Abstract: FR-PO014
Performance of Urinary Osteopontin for the Prediction of AKI Prognosis and Clinical Outcomes in Critically Ill Adults
Session Information
- AKI: Clinical, Outcomes, Trials - I
October 26, 2018 | Location: Exhibit Hall, San Diego Convention Center
Abstract Time: 10:00 AM - 12:00 PM
Category: Acute Kidney Injury
- 102 AKI: Clinical, Outcomes, and Trials
Authors
- Redahan, Lynn, UCD School of Medicine and Medical Science, Dublin 7, Ireland
- Duff, Stephen, UCD School of Medicine and Medical Science, Dublin 7, Ireland
- Vencken, Sebastian, University College Dublin, Dublin, Ireland
- Doran, Peter P., University College Dublin, Dublin, Ireland
- Murray, Patrick T., UCD School of Medicine and Medical Science, Dublin 7, Ireland
Group or Team Name
- The Dublin Acute bioMArker Group Evaluation (DAMAGE) Study Group
Background
Osteopontin (OPN) is a secreted phosphoprotein whose expression is upregulated in several experimental models of acute kidney injury (AKI). Due to the localisation of its expression, it has been suggested to be a marker of injury to the ascending limb of the loop of Henle. OPN expression is increased in regenerating proximal tubular cells following injury and it may play a role in renal repair and regeneration. The full extent of the role of OPN in human AKI is incompletely understood.
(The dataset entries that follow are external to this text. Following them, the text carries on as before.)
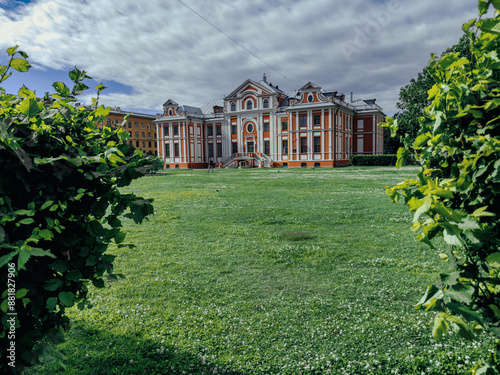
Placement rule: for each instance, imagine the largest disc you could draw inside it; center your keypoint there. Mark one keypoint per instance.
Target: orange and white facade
(261, 126)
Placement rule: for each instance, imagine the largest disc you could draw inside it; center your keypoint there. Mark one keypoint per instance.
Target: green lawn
(280, 271)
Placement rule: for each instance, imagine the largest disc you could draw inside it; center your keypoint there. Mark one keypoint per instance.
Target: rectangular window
(360, 144)
(317, 144)
(303, 145)
(284, 146)
(317, 120)
(303, 121)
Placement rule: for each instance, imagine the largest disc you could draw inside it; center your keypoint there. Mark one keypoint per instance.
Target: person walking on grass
(210, 165)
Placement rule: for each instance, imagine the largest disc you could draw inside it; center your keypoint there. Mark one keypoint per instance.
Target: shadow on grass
(98, 352)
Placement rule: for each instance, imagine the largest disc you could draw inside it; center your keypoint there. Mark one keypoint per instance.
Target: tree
(456, 195)
(413, 98)
(60, 208)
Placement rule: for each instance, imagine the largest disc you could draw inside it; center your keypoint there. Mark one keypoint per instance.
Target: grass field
(276, 271)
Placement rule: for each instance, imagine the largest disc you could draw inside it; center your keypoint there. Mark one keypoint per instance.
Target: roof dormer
(170, 108)
(311, 93)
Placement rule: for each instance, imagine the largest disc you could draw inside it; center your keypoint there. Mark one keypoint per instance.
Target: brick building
(260, 125)
(141, 128)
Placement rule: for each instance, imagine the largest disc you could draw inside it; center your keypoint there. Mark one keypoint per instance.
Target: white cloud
(164, 50)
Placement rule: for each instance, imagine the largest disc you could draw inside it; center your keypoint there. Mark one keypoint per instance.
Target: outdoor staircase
(232, 161)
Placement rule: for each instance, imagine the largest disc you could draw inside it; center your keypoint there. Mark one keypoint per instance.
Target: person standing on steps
(211, 165)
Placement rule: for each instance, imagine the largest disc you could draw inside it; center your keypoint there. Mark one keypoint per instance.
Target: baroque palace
(261, 126)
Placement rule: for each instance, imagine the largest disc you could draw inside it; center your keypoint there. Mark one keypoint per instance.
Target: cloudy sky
(194, 51)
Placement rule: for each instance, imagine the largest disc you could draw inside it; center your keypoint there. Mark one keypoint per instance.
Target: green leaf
(494, 260)
(51, 303)
(467, 313)
(67, 298)
(120, 237)
(77, 75)
(460, 293)
(21, 65)
(59, 266)
(24, 255)
(73, 275)
(451, 235)
(46, 204)
(61, 89)
(26, 221)
(25, 92)
(402, 155)
(29, 107)
(98, 283)
(20, 293)
(79, 88)
(11, 51)
(440, 326)
(52, 285)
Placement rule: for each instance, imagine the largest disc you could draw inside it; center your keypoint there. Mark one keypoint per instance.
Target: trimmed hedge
(387, 159)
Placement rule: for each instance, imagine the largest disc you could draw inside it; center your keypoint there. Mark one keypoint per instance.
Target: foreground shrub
(60, 208)
(456, 195)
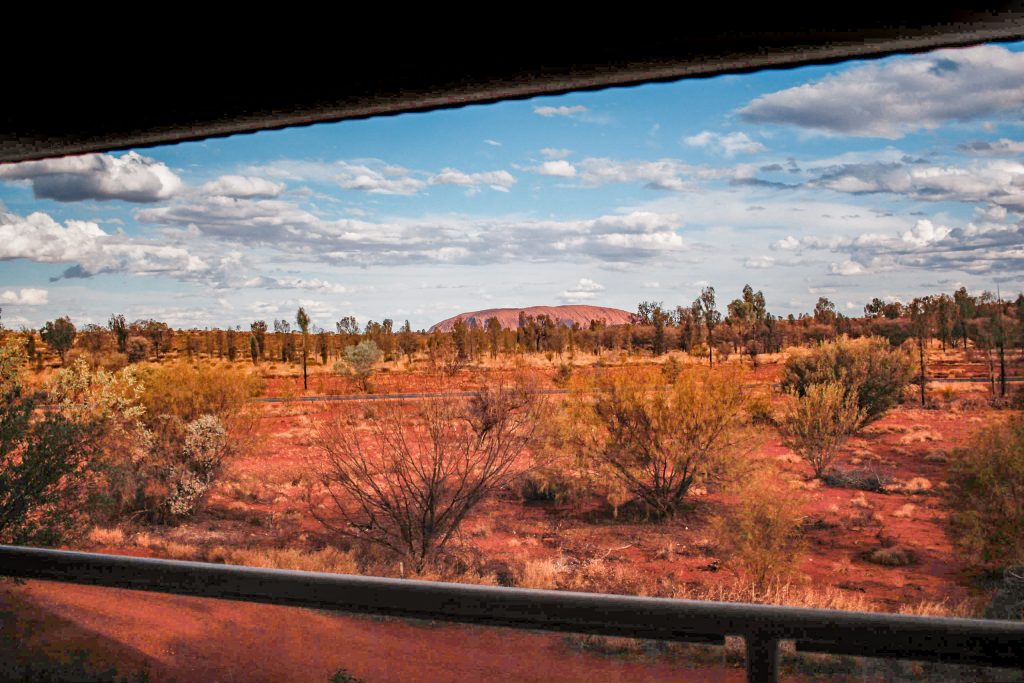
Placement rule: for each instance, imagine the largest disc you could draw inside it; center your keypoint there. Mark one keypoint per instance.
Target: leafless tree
(406, 475)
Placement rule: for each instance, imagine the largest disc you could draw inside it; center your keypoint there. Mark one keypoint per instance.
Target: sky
(888, 178)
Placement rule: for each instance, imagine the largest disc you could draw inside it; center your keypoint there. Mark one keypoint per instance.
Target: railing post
(762, 657)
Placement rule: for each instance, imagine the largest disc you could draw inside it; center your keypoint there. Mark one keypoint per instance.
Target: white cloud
(549, 112)
(999, 146)
(377, 178)
(847, 267)
(243, 186)
(585, 290)
(925, 232)
(25, 297)
(729, 144)
(553, 153)
(497, 180)
(660, 174)
(790, 243)
(902, 94)
(558, 168)
(995, 181)
(130, 177)
(759, 262)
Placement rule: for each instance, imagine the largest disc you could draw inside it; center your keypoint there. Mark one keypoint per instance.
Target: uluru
(509, 317)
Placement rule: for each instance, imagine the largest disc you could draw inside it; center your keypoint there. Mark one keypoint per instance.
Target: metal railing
(958, 641)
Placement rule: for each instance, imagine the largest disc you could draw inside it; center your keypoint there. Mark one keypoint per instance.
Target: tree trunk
(921, 350)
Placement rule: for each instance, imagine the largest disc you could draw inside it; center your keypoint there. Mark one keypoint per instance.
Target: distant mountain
(509, 317)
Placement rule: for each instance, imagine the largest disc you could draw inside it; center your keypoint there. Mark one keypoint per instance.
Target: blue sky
(889, 178)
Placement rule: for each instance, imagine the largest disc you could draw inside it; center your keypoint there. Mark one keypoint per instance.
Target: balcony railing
(958, 641)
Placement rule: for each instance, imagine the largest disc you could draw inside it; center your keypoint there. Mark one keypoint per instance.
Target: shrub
(1008, 600)
(359, 361)
(563, 375)
(867, 369)
(891, 557)
(656, 443)
(864, 479)
(137, 349)
(818, 423)
(761, 534)
(986, 496)
(46, 461)
(188, 391)
(404, 477)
We hypothesised that OPN levels may predict adverse outcomes, such as AKI progression and mortality, in critically ill patients.
Methods
The Dublin Acute Biomarker Group Evaluation (DAMAGE) Study is a prospective multicenter observational study investigating the utility of several urinary biomarkers for the diagnostic and prognostic assessment of AKI in critically ill adults. We conducted a subgroup analysis of this cohort to evaluate whether urinary OPN levels could predict which patients would develop progressive AKI and other adverse clinical outcomes.
Results
The final analysis included a total of 33 patients with a mean age of 59.3 years (S.D. 17.5). Urinary OPN levels normalised to urinary creatinine on Day 1 and on the day of AKI diagnosis did not differ significantly between survivors to day 30 and non-survivors. There was no statistically significant difference in urinary OPN levels between those who met the criteria for progression (a composite of progression to a higher KDIGO AKI stage, renal replacement therapy or death) and those who did not. There was a significant difference in the distributions of urinary OPN levels in patients who survived to the time of ICU discharge and those who did not (p=0.043).
Conclusion
In conclusion, although the sample size for this subset analysis is small, the lack of major difference in estimated risks between groups (odds ratios: ~0.99-1.01 per 100 mg/g OPN/creatinine), even when adjusted for study centre, appears to show that OPN levels measured on Day 1 or on the day of AKI diagnosis is unlikely to be a predictor of AKI progression or survival.